(178b) Differential Diagnosis of Primary Hyperparathyroidism and Extent of Progression Through Short-Term Calcium Loading

In the human body, total plasma calcium is maintained within a specific range (8.5-10.3 mg/dl) [1] via a regulatory system that employs parathyroid hormone (PTH) and calcitriol (CTL) to moderate Ca flux between the plasma and each of the organs: kidneys, intestines and bones. Disorders in the regulatory organs cause increased hormonal activity which subsequently leads to chronic imbalances in plasma Ca levels. For example, enlarged parathyroid glands (PTG) associated with primary hyperparathyroidism (PHPT) cause over secretion of PTH which leads to high plasma Ca levels (hypercalcemia)[2].    

A common feature in the major pathologies associated with hypercalcemia is the excess secretion of PTH and/or PTH-related protein, leading to increased plasma Ca. The three most common pathologies, accounting for 90% of hypercalcemic cases are Familial Benign Hypercalcemia (FBH), Humoral Hypercalcemia of Malignancy (HHM) and PHPT. FBH is a missense mutation of the calcium-sensing receptor, located on the surface of the parathyroid cells, causing increased PTH secretion. HHM is caused by cancerous tumors producing PTH-related protein (PTHrP). PHPT is often confused with FBH and/or HHM during the early stages of progression because the three pathologies have an identical effect on Ca-related biochemistries. A series of biochemical tests and family history checks are usually necessary to differentiate among these diseases [2].

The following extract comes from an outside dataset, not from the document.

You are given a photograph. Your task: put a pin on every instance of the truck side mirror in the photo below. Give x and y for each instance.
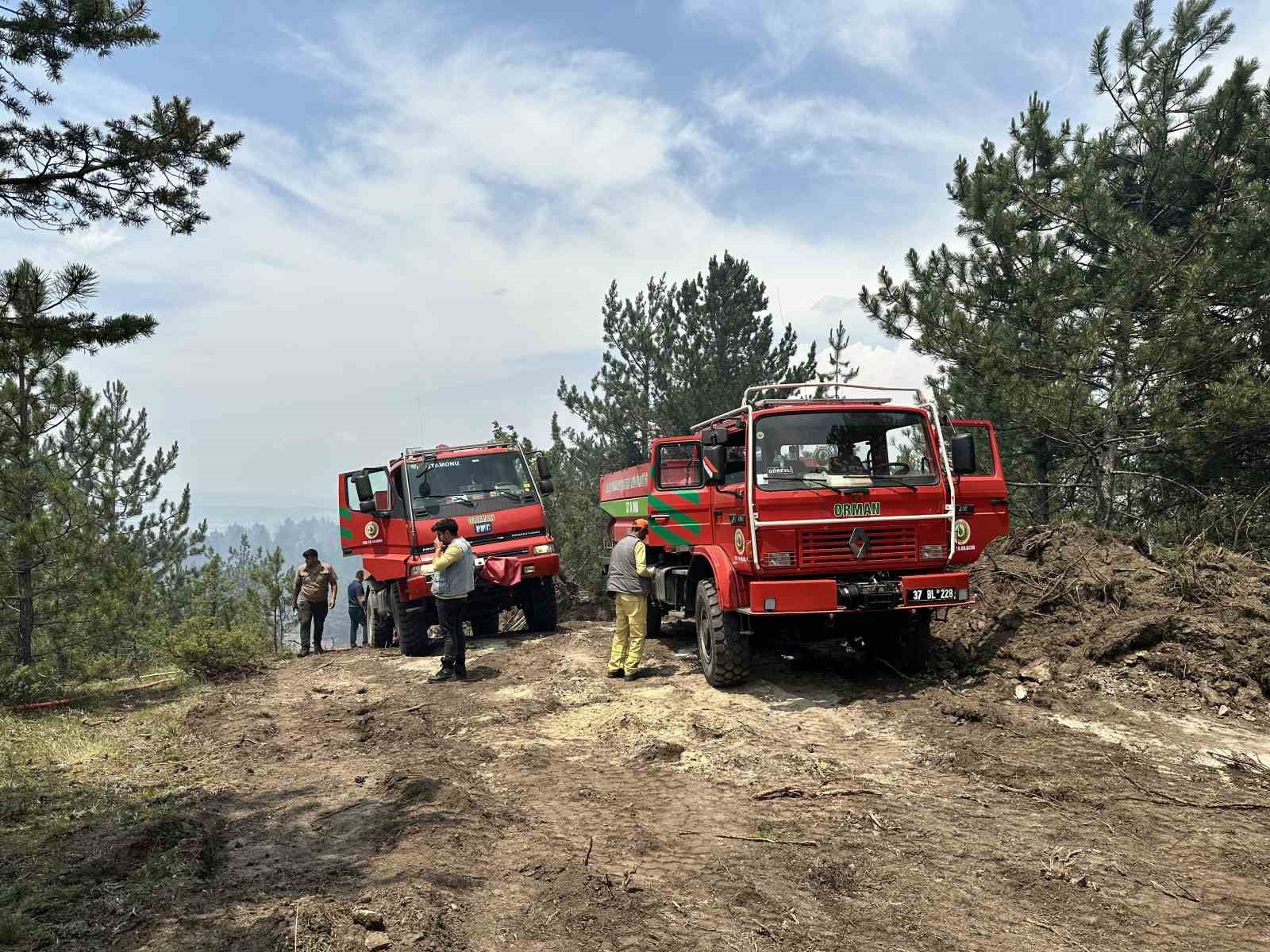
(365, 494)
(717, 463)
(963, 455)
(715, 436)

Previously, we used an engineering control system framework to represent physiological plasma Ca regulation [3]. This framework describes the dynamics of PTH from the PTG, calcitriol from the kidneys, bone cells (osteoblasts and osteoclasts) and plasma calcium. These are mapped onto the controller, the actuators and the process. Following validation of the overall model with published clinical data we successfully simulated Ca-related pathologies through induced defects in the control system components (sensor, controller and/or actuator).

In this presentation, we provide a systematic approach for differentiating among FBH, HHM and PHPT based on the unique hormone/ion responses to short-term Ca disturbance in each pathology model. Additionally, based on the changes in intrinsic parameters associated with PTG behavior, we show that the extent of PHPT progression can be reasonably predicted and the enlarged gland size estimated a priori.

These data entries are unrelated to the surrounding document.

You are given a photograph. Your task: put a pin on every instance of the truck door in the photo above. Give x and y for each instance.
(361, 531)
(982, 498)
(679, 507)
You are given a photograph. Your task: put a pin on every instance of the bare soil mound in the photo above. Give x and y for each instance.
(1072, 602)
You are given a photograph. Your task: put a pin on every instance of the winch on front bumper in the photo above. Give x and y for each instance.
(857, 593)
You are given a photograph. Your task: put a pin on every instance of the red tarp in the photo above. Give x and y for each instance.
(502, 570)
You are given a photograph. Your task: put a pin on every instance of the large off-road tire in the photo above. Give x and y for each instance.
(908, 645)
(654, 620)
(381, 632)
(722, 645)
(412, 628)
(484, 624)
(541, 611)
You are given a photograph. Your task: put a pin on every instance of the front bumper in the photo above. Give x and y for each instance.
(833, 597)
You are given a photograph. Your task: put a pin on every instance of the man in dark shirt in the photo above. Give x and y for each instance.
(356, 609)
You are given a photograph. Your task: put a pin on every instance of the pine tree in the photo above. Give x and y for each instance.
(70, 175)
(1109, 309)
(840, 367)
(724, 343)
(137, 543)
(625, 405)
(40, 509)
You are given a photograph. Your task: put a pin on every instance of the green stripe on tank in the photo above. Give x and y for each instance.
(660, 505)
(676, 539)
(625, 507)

We hypothesize that the proposed disease diagnosis strategy would be useful for (a) early detection of PHPT in at-risk or asymptomatic patients and, (b) differential diagnosis of FBH, HHM and PHPT where the pathologies have identical presentations and are difficult to distinguish using existing clinical methods.

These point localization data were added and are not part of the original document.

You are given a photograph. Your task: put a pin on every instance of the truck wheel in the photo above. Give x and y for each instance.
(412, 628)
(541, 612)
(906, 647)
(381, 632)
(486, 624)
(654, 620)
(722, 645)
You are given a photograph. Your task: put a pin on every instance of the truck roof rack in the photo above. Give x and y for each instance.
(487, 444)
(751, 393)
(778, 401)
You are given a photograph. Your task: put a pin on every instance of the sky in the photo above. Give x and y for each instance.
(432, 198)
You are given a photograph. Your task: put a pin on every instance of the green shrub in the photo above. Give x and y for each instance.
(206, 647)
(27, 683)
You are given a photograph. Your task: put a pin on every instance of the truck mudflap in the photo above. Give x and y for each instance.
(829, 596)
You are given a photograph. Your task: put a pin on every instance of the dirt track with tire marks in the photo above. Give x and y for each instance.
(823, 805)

1. Kovacs, W.J. and S.R. Ojeda, Textbook of Endocrine Physiology. 6th ed2012, Oxford: Oxford University Press. xii, 462 p.

2. Fraser, W.D., Hyperparathyroidism. Lancet, 2009. 374(9684): p. 145-58.

3. Christie, C.R., L.E.K. Achenie, and B.A. Ogunnaike, A Control Engineering Perspective to Modeling Calcium Regulation and Related Pathologies, in Annual Meeting  October 28-    November 2,2012.